Being careful with my hard earned pension (tight assed ol git!) I thought I'd have a go at the DIY route and knocked up this little ediface










Construction is an old cardboard wine box with sides and top cut out to within 1" of corners










An old sheet from the garage stretched and glued over the outside and exposed bits of box on the inside and grey card used as backdrop and base










Object placed inside and arranged to suit, light moved to obtain desired effect










I know it's a bit arty but it's the only enjoyment I get at my age


















I used a lamp on 1 side and the top to balance this out

For all of these I had to set the colour temperature in Photoshop to 2500 to offset the effect of using tungsten lights.

These were shot using a standard lens at 70mm but having just won an auction on the bay I shall be getting a macro lens soon which should enable closer views.

I found it quite an eye opener as to what you can achieve for a relatively modest outlay - 12 bottles of wine a sheet and some adhesive :shocking: .

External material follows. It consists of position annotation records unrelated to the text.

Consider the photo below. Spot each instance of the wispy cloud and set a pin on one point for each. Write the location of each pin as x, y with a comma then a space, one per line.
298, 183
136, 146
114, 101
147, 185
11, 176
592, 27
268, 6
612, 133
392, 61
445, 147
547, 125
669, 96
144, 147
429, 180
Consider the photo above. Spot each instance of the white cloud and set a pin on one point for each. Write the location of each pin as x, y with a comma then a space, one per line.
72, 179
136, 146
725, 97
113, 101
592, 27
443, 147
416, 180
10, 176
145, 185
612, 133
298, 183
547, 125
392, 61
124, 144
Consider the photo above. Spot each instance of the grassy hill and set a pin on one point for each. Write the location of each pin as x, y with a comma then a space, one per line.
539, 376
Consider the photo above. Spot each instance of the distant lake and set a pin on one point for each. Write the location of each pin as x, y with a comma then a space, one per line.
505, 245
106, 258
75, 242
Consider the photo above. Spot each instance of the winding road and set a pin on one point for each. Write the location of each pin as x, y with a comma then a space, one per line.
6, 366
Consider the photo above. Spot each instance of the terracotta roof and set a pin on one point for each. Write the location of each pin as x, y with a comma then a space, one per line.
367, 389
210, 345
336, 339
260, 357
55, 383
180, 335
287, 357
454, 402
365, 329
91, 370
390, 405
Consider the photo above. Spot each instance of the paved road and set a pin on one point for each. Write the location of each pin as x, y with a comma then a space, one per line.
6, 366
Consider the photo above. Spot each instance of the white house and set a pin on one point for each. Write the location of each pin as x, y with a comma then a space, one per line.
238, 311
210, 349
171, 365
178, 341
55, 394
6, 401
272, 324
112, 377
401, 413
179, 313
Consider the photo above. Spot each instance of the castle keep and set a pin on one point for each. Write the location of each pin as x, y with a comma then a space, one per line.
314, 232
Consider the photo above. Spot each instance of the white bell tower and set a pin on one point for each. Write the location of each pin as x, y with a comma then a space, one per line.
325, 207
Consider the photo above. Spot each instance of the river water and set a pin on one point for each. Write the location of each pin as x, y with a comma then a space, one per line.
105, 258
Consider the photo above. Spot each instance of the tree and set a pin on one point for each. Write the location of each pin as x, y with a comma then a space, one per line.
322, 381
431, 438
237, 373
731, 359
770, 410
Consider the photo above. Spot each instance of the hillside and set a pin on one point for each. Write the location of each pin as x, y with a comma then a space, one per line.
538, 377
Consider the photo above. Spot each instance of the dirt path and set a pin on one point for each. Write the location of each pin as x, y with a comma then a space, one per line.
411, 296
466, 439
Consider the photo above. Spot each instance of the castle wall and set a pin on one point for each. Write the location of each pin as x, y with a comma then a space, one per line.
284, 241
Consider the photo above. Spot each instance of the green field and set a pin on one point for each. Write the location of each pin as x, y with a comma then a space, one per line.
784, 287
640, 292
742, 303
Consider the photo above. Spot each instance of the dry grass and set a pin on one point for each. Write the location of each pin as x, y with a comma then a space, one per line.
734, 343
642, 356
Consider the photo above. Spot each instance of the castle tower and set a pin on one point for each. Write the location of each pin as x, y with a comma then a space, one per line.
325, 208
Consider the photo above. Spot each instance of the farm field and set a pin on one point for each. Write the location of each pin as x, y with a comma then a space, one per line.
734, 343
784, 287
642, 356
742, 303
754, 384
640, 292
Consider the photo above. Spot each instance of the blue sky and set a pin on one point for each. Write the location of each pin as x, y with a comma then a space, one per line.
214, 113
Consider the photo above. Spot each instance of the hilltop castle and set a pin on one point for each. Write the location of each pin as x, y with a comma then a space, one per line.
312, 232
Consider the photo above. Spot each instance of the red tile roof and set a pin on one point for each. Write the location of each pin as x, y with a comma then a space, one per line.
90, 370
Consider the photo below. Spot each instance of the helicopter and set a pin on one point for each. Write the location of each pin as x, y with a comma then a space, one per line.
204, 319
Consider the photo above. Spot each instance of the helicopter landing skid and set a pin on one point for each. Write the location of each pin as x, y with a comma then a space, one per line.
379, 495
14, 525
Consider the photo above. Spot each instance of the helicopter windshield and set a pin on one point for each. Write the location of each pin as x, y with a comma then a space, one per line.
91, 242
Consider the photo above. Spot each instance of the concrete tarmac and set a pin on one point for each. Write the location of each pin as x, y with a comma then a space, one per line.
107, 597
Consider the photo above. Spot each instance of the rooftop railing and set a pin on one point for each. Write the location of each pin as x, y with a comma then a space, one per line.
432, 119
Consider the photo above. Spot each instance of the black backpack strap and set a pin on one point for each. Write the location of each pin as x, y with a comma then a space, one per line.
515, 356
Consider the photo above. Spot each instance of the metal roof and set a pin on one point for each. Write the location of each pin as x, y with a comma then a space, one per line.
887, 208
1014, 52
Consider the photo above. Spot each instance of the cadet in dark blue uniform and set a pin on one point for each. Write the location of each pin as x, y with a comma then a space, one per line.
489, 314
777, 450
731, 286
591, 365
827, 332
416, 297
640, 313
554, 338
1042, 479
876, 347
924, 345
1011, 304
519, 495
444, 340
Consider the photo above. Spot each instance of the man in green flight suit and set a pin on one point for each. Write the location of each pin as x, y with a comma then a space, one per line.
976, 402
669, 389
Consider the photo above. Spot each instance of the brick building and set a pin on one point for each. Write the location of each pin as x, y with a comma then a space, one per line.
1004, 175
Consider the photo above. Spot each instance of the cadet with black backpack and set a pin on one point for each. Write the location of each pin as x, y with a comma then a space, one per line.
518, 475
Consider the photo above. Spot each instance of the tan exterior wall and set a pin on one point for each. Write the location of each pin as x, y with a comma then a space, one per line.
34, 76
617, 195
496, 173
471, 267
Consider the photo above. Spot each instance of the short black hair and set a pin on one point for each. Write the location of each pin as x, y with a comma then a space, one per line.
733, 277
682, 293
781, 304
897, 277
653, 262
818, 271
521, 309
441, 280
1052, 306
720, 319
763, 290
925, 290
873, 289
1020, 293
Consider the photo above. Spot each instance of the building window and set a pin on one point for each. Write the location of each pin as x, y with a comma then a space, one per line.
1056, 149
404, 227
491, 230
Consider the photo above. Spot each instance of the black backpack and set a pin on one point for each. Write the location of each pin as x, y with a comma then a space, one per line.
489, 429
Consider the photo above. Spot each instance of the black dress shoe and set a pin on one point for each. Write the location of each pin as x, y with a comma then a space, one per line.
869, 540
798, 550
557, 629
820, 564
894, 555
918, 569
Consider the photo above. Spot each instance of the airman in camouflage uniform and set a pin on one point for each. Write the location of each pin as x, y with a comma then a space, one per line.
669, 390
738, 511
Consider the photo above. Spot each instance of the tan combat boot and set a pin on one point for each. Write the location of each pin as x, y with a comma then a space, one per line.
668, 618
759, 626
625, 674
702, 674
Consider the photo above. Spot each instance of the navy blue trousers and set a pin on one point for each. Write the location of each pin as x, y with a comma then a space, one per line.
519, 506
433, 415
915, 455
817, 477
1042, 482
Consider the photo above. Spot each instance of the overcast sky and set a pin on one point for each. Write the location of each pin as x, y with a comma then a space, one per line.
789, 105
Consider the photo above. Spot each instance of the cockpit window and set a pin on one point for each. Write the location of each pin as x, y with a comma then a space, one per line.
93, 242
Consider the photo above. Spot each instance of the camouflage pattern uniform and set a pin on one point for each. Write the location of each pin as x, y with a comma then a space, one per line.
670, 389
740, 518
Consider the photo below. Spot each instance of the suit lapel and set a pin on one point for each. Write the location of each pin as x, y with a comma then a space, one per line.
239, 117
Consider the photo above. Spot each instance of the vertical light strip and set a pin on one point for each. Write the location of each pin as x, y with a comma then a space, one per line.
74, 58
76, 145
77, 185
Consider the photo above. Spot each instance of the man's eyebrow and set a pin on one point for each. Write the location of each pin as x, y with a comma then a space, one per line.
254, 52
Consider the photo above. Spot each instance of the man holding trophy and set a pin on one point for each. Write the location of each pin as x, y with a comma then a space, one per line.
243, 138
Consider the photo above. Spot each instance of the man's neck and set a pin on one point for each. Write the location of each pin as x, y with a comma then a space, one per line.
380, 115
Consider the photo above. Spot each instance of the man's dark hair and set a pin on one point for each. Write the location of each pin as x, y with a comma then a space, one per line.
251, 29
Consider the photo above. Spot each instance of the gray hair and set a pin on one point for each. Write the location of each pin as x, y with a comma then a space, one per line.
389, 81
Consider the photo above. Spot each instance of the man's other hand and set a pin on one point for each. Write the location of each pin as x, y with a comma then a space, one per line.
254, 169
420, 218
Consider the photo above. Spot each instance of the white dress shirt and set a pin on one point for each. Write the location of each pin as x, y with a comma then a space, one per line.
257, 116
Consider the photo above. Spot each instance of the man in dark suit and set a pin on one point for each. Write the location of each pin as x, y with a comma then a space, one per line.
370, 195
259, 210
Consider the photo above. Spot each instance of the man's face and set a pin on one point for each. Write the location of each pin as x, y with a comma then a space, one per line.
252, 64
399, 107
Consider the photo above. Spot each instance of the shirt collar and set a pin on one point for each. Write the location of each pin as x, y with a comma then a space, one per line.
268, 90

I am however now very aware of the limitations of a light box, whilst it certainly helps tp even out hot spots and give greater control it does not help so much with reflections and you still have to be very mindful of this. I found the best results were obtained in the evening with a little room lighting as possible.

No doubt using different material for the covering will yield different results as will adjusting the lamp position even slightly - experiment it costs nothing with digital and the results could surprise you.

Best of luck and I will post some snaps with the macro lens when I get it. :cheers:


----------



## feenix (May 27, 2008)

Nice job, Blue Peter would be proud of you.

If you don't want to adjust each picture after taking your shot then pick-up a 'daylight' bulb for your lamps. They are readily available on Ebay for very little money. Stick to the fluorescent ones though, you can save even more money.


----------



## Deathboy (Sep 7, 2008)

wow, I really liked this!

I will give it a shot at home see what comes out.


----------



## PaulBoy (Dec 2, 2007)

Nice work stonedeaf - Look forward to seeing your new macro in action - Mind you how much closer do you need to get? - What camera are you using (no exif info in your pics)

Paul


----------



## stonedeaf (Dec 3, 2008)

PaulBoy said:


> Nice work stonedeaf - Look forward to seeing your new macro in action - Mind you how much closer do you need to get? - What camera are you using (no exif info in your pics)
> 
> Paul


I've got a 10D which is quite long in the tooth now still OK for static shoots like this - but a bit slow on the high ISO and predictive focus fronts by todays standards.

I have been looking at the new 5D  but pennies, pennies pennies :wallbash:


----------



## chris l (Aug 5, 2005)

That's a great solution; you're a man after my own heart!

Material _can _cast a texture pattern; draughtsmans tracing paper, or greaseproof paper is good, too...

You can also make frames, using wire (coathangers) and paper/cloth, to diffuse the lights, mounting it a foot or so in front of the light.

You can use a white or black card with a hole in it to shoot through, gives different effects, and can be used to control reflections. (also mount little bits of card on thin wires and use blu tak to secure)

If your lights are tungsten (bulbs) 2500 is a little cool, try 3800 or set your camera to 'tungsten' (bulbs). If the latter then you won't have to change the shots for colour. Does the D10 have a 'Custom White balance' button. That will work even better.

Your 10D is fine; all cameras will be slow at high ISOs and noisier... a lower ISO and longer exposures may be preferable...

Photography is all about using light, and once you get into controlling the light it's great fun.

Great pictures.

Have fun!

ps gaffer tape. You can make anything with gaffer.


----------